Thursday, June 9, 2016
EVICTED by Matthew Desmond
This book causes the reader to look through a different lens at the problems of the inner city poor. While still acknowledging that many of the miserable situations these people find themselves in are the result of their poor decisions, I found that there is another side--that of people who have no "leg to stand on," so to speak, to get out of their predicaments. Landlords take up to 80% of the income of their renters. And if there are problems in the apartments - major problems such as sinks and tubs that won't drain, leaky roofs, holes in walls - landlords won't fix the issues if tenants owe any back rent. A municipal board is available for tenants to go to for mediation in these circumstances, but if a renter with any back rent due turns to this board, the landlord will then promptly evict him. And anyone with an eviction on his record has a difficult time finding assistance to get a new place. Meanwhile, the landlords go on vacations to Jamaica and other places.

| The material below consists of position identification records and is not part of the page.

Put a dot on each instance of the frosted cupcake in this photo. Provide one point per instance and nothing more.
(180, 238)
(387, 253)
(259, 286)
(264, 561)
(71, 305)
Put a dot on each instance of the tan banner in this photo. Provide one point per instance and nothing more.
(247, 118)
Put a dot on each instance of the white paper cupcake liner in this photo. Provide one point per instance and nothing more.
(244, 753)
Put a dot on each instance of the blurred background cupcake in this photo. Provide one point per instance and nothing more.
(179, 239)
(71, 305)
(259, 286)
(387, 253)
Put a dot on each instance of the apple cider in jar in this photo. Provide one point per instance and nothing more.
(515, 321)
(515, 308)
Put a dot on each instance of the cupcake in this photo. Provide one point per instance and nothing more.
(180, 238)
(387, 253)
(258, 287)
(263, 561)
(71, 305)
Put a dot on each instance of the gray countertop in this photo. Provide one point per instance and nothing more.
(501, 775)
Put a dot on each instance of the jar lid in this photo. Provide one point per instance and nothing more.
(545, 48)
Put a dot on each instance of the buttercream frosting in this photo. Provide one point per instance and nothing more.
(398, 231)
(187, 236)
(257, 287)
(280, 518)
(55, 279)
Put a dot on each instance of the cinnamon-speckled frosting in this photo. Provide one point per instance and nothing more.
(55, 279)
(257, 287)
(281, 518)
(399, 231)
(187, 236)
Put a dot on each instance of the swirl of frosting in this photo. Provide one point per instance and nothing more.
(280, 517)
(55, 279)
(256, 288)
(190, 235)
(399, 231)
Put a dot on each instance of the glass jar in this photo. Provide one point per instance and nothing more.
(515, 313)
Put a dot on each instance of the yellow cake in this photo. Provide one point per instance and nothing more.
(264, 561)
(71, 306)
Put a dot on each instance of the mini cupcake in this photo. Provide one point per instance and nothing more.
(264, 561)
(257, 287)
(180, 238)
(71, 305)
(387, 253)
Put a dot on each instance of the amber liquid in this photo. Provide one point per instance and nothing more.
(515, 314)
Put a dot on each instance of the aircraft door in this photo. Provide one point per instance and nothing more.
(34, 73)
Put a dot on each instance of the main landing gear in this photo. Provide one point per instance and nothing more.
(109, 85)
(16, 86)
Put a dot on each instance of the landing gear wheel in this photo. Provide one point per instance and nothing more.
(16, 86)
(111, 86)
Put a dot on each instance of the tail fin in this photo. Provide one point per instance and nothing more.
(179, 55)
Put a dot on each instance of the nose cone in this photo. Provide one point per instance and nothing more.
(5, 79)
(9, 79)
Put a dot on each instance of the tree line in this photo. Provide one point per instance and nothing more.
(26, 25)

The book has some objectionable elements in that it does recount some of the sinful situations and language used by people with little spiritual background.
The prescription to help the situation, according to Desmond, is more government. Marvin Olasky (publisher of WORLD magazine and reviewer of the book) disagrees:
"Matthew Desmond’s Evicted: Poverty and Profit in the American City (Crown, 2016) is a well-reported, street-level view of people with messy lives who need compassionate help. Sadly, Desmond’s government-heavy policy prescriptions would help some but make things worse for most."
Desmond's writing style is excellent. Once started, I found this a difficult book to put down, both because of the writing style and also because of the descriptions of lives very removed from mine. It is also a strong reminder to a Christian reader that society without spiritual principles devolves until it is a mess with seemingly no way out.